Anthropic co-founder Chris Olah's remarks on Pope Leo XIV's encyclical "Magnifica humanitas" are... kinda infuriating and really highlight how broken the AI industry (and hypercapitalism in general) is.

> The first is our duty to the global poor. There is a real possibility that AI will displace human labor at very large scale. If that happens, supporting those displaced will be a moral imperative of historic proportions. This task will be difficult enough, but I worry most dialogue misses an even harder challenge. AI development is concentrated in a handful of wealthy nations. How can we ensure the gains of AI are shared globally? We do not have a mechanism for this. It is an unsolved problem, and it is the kind of problem the Church has historically refused to let the world ignore.
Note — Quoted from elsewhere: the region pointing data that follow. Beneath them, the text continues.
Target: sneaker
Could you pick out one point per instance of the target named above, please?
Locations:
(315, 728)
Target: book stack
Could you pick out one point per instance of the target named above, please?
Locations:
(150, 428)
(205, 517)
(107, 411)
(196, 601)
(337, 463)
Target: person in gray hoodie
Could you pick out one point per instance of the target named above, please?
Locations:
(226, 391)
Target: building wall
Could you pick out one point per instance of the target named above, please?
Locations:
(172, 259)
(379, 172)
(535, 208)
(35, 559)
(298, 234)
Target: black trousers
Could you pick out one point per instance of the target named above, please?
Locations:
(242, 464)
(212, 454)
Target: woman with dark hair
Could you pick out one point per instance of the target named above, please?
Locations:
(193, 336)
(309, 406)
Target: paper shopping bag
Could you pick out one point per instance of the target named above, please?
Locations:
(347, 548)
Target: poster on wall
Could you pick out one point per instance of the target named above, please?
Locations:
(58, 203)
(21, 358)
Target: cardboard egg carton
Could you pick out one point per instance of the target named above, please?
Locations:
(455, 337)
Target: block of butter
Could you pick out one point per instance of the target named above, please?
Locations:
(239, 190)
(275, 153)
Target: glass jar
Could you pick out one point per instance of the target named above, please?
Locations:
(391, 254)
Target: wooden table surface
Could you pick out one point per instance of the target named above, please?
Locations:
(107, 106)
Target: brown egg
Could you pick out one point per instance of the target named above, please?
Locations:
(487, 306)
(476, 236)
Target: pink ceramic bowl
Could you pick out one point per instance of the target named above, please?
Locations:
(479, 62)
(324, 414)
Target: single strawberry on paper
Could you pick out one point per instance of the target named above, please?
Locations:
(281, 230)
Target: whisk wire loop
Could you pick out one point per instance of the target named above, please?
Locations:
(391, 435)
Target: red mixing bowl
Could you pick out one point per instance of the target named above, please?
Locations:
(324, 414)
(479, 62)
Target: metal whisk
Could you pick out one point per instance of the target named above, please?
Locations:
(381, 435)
> The second is the need for moral imagination and ambition regarding human flourishing. If AI models are going to be widespread, what does it look like for humans, families, and the world to flourish? Today, parents are already worried about their children’s minds; individuals about the future of their work. These are not questions a lab can answer but they are questions traditions like yours have carried for millennia, and we need you to keep carrying them into this new moment in history.

I love (deep sarcasm) the way he's effectively saying, "we know our product could well cause lots of people to lose their jobs. We also know this really should be for the benefit of the entire world if we're going to do it at all. But we're going to just keep pushing ahead anyway, regardless of the consequences, and we don't particularly care to solve this problem ourselves despite our billions of dollars, so we're going to leave it to someone else to figure it out while we rub our hands together and profit." We're expected to feel grateful that they're being so magnanimous by acknowledging that there are real ethical issues here and that they are "thinking" about the "moral imperative". Oh, and they "need" others to solve these problems because the work they're doing is apparently too important for them to be hindered by something so trivial as ethics and their responsibility to humankind. Never mind that they apparently have billions to throw around, but meh, "we don't have a mechanism for this".